If you think “urban heat islands” sound like a rather pleasant tropical cityscape destination, you would be wrong. They are highly populated metropolitan areas that are heating faster than their rural surroundings due to human activity, and according to a new assessment, this is going to cost them – both environmentally and economically – dearly.
A new study on the impact of climate change on cities suggests 25 percent of the world’s cities could be 7°C warmer by the end of the century, and they face paying twice the economic cost to fight climate change than the rest of the world. The study is published in Nature Climate Change.
Cities heat up faster than other areas because of the concentrated energy released from traffic, building insulation, and industrial output combined with heat being trapped by large cities’ dark concrete buildings, asphalt roads, and close together structures.
The international team of economists analyzed the policies of 1,692 cities in the hopes of helping to reduce the impacts and effects of climate change.

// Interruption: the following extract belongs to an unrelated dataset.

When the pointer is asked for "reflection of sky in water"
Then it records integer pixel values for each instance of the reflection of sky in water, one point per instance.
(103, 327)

The authors point out that many studies focus on the threats to cities from sea-level rise or damage to health and water resources, but that these impact estimates don’t take into consideration the “urban heat island” effect.
"Any hard-won victories over climate change on a global scale could be wiped out by the effects of uncontrolled urban heat islands,” said Professor Richard SJ Tol, professor of economics at the University of Sussex, UK, in a statement. "We show that city-level adaptation strategies to limit local warming have important economic net benefits for almost all cities around the world."
According to the study, cities cover just 1 percent of the Earth’s surface but house over half of the world’s population, consuming 78 percent of the world’s energy and producing 80 percent of the Gross World Product (GWP), so measures that could limit the impact of rising temperatures should be pretty high priority.
They modeled different solutions, including ideas as simple as installing heat-reflective pavements and roofs. They showed that changing just 20 percent of a city’s roofs and pavements could reduce temperatures by 0.8°C and save up to 12 times what they cost to install and maintain.
The worst-case scenario they modeled saw cities such as Tokyo, New York, London, and Beijing lose 10.9 percent of their GDP due to increased spending on the rising costs of energy to keep citizens cool and the price of keeping pollution down.
While the world waits for Trump to come to a decision on the Paris climate agreement, perhaps the effects of climate change in terms of economic loss is a language he can understand and a more effective way to reach him and get the message across.